When Seattle wildlife biologist Kersti Muul started a WhatsApp group chat last summer to alert members of wildlife sightings in the area, she didn't expect it to become so popular.
"Having free access and in real time helps people get to the beach faster. So that was the beginnings of it," Muul said of the group chat called the Salish Wildlife Watch. It's named after the Salish sea, inland waters spanning between Washington state and British Columbia.
"Initially it was just going to be kind of West Seattle and then Seattle, but now it's down to Tacoma and up to Edmonds."
"This app was designed for ethical viewing for all kinds of urban wildlife, not just whales. I like to think of it in the broader context of how we're helping, you know, all the urban wildlife that shares the community with us and the whales."
But with their breathtaking size and beauty, orca sightings have become a member favorite and because of the group chat, Muul and research partner, Brittany Philbin, have made some unexpected connections.
Because of the postings on the chat, a couple on their honeymoon visiting Vashon, Washington saw killer whales so close they could hear them breathing.
"You know things like that, it was just so exciting for me. I was so happy for them," said Muul.
Then there's Lori and Riley Hess, who happened to be in Seattle for Riley's second bone marrow transplant.
The 25-year-old was born with a rare genetic disorder called severe combined immunodeficiency (SCID).
Lori Hess learned about the app from local media reports and started messaging Philbin.
"She heard Riley's story, and she's like, 'Well, it's my life mission to get you to see a whale before you leave.'"
"She messaged us at 7 am. the next day and told us to get on a ferry go," Riley Hess said.
They rushed to Point Robinson lighthouse and made it just in time to see a group of orcas.
"It's hard to describe in words, but it was really just a once-in-a-lifetime experience," he said.
"It just kind of made me feel almost small, like my problems that are so big right now, seeing something so majestic and giant, it just kind of really grounds you, I guess, is a good way to put it and it really just made you feel in the moment."

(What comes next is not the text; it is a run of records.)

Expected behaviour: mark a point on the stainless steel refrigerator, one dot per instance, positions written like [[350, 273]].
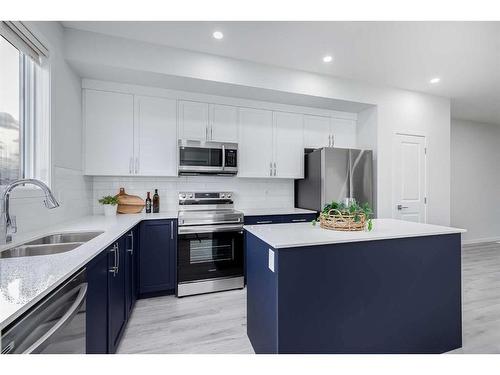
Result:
[[332, 174]]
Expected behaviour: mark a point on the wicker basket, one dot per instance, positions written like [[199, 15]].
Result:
[[335, 220]]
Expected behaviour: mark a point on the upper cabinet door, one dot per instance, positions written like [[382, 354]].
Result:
[[156, 135], [109, 133], [223, 123], [316, 131], [289, 145], [193, 120], [255, 146]]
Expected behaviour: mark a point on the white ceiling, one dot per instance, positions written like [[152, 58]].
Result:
[[465, 55]]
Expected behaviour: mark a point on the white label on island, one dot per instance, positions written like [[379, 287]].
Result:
[[271, 260]]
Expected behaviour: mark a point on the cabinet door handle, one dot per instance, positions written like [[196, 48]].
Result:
[[131, 235], [118, 258]]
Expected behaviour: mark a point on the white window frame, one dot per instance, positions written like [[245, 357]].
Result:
[[34, 119]]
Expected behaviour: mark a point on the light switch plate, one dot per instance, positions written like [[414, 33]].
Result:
[[271, 260]]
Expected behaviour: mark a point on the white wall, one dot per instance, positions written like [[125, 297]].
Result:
[[71, 188], [475, 181], [397, 110], [248, 192]]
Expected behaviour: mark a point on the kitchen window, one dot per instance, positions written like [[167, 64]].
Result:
[[24, 125]]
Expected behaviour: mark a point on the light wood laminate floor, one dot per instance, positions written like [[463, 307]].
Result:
[[216, 323]]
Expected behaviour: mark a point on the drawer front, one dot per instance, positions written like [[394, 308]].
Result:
[[301, 218], [268, 219]]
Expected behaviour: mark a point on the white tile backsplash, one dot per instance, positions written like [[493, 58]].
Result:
[[248, 193]]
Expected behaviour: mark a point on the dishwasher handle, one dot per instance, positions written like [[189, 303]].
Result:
[[66, 318]]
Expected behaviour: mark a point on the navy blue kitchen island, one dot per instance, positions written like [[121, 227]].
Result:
[[396, 289]]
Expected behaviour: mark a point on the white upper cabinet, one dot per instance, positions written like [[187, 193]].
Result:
[[156, 137], [317, 132], [288, 145], [223, 124], [193, 120], [255, 146], [109, 133]]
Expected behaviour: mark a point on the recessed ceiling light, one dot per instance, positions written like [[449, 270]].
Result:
[[218, 35]]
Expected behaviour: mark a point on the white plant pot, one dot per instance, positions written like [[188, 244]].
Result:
[[109, 210]]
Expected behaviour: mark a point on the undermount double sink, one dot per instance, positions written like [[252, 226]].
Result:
[[51, 244]]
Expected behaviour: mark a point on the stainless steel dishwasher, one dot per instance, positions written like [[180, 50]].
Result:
[[55, 325]]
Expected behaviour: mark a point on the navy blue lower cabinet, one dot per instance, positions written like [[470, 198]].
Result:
[[386, 296], [157, 257], [117, 312], [97, 305]]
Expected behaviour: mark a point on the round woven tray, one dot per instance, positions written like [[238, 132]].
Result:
[[335, 220]]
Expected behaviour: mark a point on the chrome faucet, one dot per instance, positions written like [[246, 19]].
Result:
[[8, 224]]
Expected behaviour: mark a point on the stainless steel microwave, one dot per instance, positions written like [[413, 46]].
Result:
[[197, 157]]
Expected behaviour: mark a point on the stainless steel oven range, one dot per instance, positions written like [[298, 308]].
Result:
[[209, 243]]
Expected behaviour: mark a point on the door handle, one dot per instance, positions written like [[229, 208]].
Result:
[[131, 250]]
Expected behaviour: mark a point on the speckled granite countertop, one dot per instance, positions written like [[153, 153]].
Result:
[[25, 281]]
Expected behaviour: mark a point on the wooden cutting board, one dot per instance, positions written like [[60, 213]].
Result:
[[129, 204]]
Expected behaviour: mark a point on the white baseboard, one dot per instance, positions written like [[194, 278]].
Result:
[[480, 240]]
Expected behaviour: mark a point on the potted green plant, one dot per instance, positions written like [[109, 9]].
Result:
[[109, 203]]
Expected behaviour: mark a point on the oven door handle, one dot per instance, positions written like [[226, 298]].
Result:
[[210, 229]]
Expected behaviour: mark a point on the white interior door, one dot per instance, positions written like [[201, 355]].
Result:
[[255, 146], [409, 179], [289, 145], [156, 135], [193, 120]]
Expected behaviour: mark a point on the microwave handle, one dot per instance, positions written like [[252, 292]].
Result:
[[223, 156]]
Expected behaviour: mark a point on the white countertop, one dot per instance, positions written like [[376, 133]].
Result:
[[26, 280], [305, 234], [274, 211]]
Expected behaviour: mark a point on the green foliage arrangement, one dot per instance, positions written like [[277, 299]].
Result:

It was a full circle moment for Riley Hess. At age three, Make-a-Wish arranged for him to go to Sea World.
"I fell asleep for the Orca whales, and I never got to see them. Twenty years later, I finally get to see Orca whales for my second transplant which is crazy," he said.
"It was very special. We were crying. I was sobbing my eyes out," Lori Hess said.
"You get to stare at this magical thing that truly needs your help in many ways," said Riley Hess.
The group chat has become an opportunity to raise awareness of issues plaguing the Southern Resident killer whales. They're critically endangered faced with depleted salmon runs, boat noise, and the threat of collisions with boats.
"We provide our members with information on how to report boater violations for boats that they think are too close to whales," Philbin said.
"We posted a link to the WRAS app and within WRAS, you can pinpoint a whales' exact location on a map and upload what the species is, where the whale is, what it's doing, how many there are, etc. And that goes directly to vessels, like the ferries and larger vessels," Muul said.
"For me as a wildlife biologist and an educator, I know that connection between being inspired and experiencing awe and how it translates to advocacy and wanting to know more about said species that you're inspired by. So, the more eyes on the water, the more of these inspirational experiences right here in our backyard."
"These animals are very resilient, but we do have to protect the environment that they live in and respecting them at the same time," said Philbin.